- I wasn't too upset that they picked this one to repeat. It's a workout where you can certainly make big strides over last year by fixing one or two weaknesses. For me, I was able to go much more smoothly on the wall balls and double-unders and save a lot more energy for muscle-ups. I scored 253 compared with 246 and 243 on two attempts last year. Part of that was strategy, no doubt, but I'd like to think that some improved fitness contributed as well.
- After the judging fiascos from 13.2*, I'm glad HQ decided to go with a workout that was lot more easier to judge. Sure, depth is always tough to judge on squats, but for the top dogs, we're talking about muscle-ups making the big difference, and those are hard to cheat. I'm glad we saw Kristan Clever called out on the big kips a few times during the demo. I have nothing against Clever, but it's nice to see the judges willing to call out the sport's top athletes. We need things like this.

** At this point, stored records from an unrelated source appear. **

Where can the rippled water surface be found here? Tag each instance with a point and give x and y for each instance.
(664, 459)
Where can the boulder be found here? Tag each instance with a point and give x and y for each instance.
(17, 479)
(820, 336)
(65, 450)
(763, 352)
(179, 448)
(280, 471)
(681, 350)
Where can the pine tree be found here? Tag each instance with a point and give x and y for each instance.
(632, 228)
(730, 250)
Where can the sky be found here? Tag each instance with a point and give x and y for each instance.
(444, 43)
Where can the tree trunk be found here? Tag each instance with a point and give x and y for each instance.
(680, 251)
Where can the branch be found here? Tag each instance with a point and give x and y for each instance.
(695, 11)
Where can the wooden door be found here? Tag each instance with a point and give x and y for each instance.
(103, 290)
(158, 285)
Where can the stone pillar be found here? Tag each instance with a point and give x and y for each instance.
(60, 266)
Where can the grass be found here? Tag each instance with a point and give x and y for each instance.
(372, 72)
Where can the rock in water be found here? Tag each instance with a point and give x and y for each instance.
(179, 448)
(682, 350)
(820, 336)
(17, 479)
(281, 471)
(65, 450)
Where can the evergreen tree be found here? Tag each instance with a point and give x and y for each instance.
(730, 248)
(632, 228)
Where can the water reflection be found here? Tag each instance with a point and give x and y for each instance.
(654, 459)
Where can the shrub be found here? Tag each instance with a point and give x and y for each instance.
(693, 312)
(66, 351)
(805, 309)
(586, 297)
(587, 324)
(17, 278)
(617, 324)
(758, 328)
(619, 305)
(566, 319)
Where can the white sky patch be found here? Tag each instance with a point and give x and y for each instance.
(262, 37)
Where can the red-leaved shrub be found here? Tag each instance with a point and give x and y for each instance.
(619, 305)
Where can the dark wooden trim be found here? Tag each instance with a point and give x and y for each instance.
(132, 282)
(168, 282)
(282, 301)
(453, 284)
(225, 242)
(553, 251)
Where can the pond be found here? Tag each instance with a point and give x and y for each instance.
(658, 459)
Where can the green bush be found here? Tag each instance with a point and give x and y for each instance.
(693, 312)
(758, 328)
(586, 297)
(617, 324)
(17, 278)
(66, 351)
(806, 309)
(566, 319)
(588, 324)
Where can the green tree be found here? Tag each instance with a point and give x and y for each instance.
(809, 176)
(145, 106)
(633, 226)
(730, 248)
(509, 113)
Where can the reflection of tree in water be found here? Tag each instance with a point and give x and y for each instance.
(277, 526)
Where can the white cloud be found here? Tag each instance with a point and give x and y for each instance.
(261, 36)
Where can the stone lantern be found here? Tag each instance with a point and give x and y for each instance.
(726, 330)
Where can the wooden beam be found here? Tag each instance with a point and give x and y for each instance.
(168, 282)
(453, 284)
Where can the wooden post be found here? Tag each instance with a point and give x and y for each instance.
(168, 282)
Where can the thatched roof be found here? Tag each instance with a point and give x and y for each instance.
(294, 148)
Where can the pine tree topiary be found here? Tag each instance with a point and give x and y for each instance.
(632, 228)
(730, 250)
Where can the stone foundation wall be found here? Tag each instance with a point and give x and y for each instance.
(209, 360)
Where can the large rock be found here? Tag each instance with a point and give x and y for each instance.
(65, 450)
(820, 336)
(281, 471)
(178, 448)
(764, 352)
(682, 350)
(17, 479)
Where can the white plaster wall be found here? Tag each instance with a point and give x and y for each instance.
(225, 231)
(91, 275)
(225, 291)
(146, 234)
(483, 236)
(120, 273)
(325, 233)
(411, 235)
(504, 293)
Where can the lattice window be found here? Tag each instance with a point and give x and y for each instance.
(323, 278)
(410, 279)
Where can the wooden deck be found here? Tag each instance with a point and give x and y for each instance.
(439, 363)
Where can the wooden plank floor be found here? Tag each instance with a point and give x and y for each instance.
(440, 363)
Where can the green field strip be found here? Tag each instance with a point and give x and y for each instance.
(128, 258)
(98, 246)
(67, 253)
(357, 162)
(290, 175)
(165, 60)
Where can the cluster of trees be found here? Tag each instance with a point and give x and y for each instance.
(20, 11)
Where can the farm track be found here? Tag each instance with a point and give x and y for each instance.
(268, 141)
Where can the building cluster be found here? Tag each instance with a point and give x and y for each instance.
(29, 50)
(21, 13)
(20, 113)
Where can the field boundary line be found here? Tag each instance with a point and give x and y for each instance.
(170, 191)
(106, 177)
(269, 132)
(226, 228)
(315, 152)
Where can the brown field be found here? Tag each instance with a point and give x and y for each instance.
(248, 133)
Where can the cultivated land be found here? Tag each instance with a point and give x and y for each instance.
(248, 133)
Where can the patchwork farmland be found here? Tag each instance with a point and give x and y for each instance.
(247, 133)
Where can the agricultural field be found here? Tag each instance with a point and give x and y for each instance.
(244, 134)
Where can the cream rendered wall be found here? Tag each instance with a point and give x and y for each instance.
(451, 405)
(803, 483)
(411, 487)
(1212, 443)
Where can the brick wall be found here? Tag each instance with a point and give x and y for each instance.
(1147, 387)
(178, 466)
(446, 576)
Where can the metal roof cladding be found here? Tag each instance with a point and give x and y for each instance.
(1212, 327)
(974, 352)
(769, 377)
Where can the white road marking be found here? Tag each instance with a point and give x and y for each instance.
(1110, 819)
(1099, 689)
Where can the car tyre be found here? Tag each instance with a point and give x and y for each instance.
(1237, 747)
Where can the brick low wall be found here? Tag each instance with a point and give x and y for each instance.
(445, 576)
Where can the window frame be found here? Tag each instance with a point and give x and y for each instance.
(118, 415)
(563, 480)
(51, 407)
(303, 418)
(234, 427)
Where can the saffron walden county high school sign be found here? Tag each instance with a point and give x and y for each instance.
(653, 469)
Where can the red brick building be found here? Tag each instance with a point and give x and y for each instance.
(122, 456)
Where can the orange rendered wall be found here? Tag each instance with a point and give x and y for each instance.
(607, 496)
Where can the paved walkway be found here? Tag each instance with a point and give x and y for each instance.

- You could certainly argue that there is no need for the restriction on the height of the feet on muscle-ups, but in my opinion it's a good rule. The muscle-up is meant to be an upper body movement, and this keeps it that way. If you want to have uprises in the competition, fine, but they can be a separate movement, just as the snatch and clean and jerk are two different movements despite starting and ending in the same spot. Everything in CrossFit doesn't always have to be purely about functionality. Otherwise we'd have no need for the rules regarding squat depth, because life rarely demands you bend your knees to an arbitrary angle.
- Continuing on this train of thought (sorry, rambling a bit here), let's treat this sport as what it is: a sport. It's an attempt to find the fittest athletes in the world, but at the end of the day, we're finding the best CrossFitter. They can be called the "fittest man/woman on Earth," but let's not get carried away in trying to prove this in any sort of absolute terms. It's a fantastic sport, but it's not a science experiment.
- OK, back to 13.3. I had forgotten how critical the accuracy component can be in the wall ball. For me, and many long-time CrossFitters, hitting the wall ball target consistently has become second nature. But for many new athletes, or those who have recently moved up to a heavier ball, achieving an accurate toss can prove difficult. Over the course of 150 wall balls, a lack of accuracy really adds up, not only in terms of missed reps but reps that are more difficult than they need to be because the ball didn't rebound back smoothly.
- That being said, I'd love to see HQ throw in wall balls at a different height at the Regional or Games level. These top athletes have no trouble hitting the 10'/9' target, so why not test their accuracy on an different height? Multiple heights in the same workout? Perhaps ball tosses over an object, as opposed to at an object? And let's face it, watching even the best athletes in the world do regular old wall balls just isn't that exciting.
Well, that's it for now. I'll be back on Monday night to try and redeem myself after my last scientific wild-ass guess (SWAG) was basically a big swing and a miss on 13.3. Let's see if we can't get a bit closer this week. And feel free to chime in with your prediction. If you get it right, I'll reward you with a high five if we ever meet.
*For those not aware, Josh Golden was disqualified after posting a score of 387 (tied for tops in the world). Although the workout was validated at an affiliate, a video surfaced showing this performance with a substantial number of reps not up to standard. HQ decided to disqualify him based on this video, and of course the internet then exploded. Also, earlier today, Danielle Sidell's score of 420 (which was tops in the world by nearly 40 reps) was removed due to box jumps that were not up to standard. No video has been released publicly, but I have to believe that if HQ was willing to invalidate a score that no one else will ever see, it must have been obviously sub-standard. So in summary, the top men's score in the world and the top women's score in the world were both invalidated. That's generally not a good thing.